Out-File
seems to force the BOM when using UTF-8:
$MyFile = Get-Content $MyPath
$MyFile | Out-File -Encoding \"UTF8\" $MyPath
[System.IO.FileInfo] $file = Get-Item -Path $FilePath
$sequenceBOM = New-Object System.Byte[] 3
$reader = $file.OpenRead()
$bytesRead = $reader.Read($sequenceBOM, 0, 3)
$reader.Dispose()
#A UTF-8+BOM string will start with the three following bytes. Hex: 0xEF0xBB0xBF, Decimal: 239 187 191
if ($bytesRead -eq 3 -and $sequenceBOM[0] -eq 239 -and $sequenceBOM[1] -eq 187 -and $sequenceBOM[2] -eq 191)
{
$utf8NoBomEncoding = New-Object System.Text.UTF8Encoding($False)

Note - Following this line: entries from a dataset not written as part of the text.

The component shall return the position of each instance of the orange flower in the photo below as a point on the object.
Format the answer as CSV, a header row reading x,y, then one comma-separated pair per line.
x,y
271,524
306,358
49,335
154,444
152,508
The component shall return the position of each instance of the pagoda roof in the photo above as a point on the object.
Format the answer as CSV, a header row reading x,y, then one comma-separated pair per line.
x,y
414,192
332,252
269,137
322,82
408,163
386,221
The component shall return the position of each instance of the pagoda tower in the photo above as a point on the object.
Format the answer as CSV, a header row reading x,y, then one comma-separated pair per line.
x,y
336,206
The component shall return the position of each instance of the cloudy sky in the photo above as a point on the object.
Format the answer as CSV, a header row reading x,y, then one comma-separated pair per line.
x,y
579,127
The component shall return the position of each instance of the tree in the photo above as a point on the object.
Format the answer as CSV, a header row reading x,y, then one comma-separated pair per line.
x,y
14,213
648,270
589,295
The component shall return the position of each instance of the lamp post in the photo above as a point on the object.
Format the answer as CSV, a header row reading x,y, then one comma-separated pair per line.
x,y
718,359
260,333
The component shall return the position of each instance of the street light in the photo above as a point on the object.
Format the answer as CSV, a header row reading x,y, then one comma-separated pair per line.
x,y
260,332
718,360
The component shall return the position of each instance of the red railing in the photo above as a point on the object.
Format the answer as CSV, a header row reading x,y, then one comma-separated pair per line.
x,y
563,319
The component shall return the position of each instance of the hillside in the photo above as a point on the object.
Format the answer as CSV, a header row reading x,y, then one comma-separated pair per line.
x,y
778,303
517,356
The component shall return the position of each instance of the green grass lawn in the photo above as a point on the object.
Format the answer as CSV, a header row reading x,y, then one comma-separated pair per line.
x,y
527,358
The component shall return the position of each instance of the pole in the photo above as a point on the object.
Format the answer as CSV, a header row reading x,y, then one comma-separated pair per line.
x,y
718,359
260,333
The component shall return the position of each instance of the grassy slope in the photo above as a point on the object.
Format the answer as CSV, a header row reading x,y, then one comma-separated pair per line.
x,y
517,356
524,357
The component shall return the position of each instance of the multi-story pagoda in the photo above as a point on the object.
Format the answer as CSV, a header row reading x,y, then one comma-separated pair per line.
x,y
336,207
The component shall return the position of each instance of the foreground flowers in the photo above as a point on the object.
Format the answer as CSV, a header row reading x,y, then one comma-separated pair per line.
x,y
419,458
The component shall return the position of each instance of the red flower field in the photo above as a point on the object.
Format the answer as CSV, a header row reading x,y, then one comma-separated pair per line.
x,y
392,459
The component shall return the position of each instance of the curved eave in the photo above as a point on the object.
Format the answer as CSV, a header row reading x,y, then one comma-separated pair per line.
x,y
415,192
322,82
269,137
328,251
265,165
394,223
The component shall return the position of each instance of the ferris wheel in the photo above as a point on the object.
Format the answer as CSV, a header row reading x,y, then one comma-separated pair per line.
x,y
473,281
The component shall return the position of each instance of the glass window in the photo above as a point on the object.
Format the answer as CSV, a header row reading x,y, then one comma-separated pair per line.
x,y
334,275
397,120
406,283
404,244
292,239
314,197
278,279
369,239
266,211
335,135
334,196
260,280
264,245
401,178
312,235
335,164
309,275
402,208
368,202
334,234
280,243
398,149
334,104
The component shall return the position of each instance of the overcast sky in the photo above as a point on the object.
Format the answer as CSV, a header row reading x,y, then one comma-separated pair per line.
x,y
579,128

[System.IO.File]::WriteAllLines($FilePath, (Get-Content $FilePath), $utf8NoBomEncoding)
Write-Host "Remove UTF-8 BOM successfully"
}
Else
{
Write-Warning "Not UTF-8 BOM file"
}
Source How to remove UTF8 Byte Order Mark (BOM) from a file using PowerShell
This script will convert, to UTF-8 without BOM, all .txt files in DIRECTORY1 and output them to DIRECTORY2
foreach ($i in ls -name DIRECTORY1\*.txt)
{
$file_content = Get-Content "DIRECTORY1\$i";
[System.IO.File]::WriteAllLines("DIRECTORY2\$i", $file_content);
}
This one works for me (use "Default" instead of "UTF8"):
$MyFile = Get-Content $MyPath
$MyFile | Out-File -Encoding "Default" $MyPath
The result is ASCII without BOM.
Change multiple files by extension to UTF-8 without BOM:
$Utf8NoBomEncoding = New-Object System.Text.UTF8Encoding($False)
foreach($i in ls -recurse -filter "*.java") {
$MyFile = Get-Content $i.fullname
[System.IO.File]::WriteAllLines($i.fullname, $MyFile, $Utf8NoBomEncoding)
}
I figured this wouldn't be UTF, but I just found a pretty simple solution that seems to work...
Get-Content path/to/file.ext | out-file -encoding ASCII targetFile.ext
For me this results in a utf-8 without bom file regardless of the source format.
When using Set-Content
instead of Out-File
, you can specify the encoding Byte
, which can be used to write a byte array to a file. This in combination with a custom UTF8 encoding which does not emit the BOM gives the desired result:
# This variable can be reused
$utf8 = New-Object System.Text.UTF8Encoding $false
$MyFile = Get-Content $MyPath -Raw
Set-Content -Value $utf8.GetBytes($MyFile) -Encoding Byte -Path $MyPath
The difference to using [IO.File]::WriteAllLines()
or similar is that it should work fine with any type of item and path, not only actual file paths.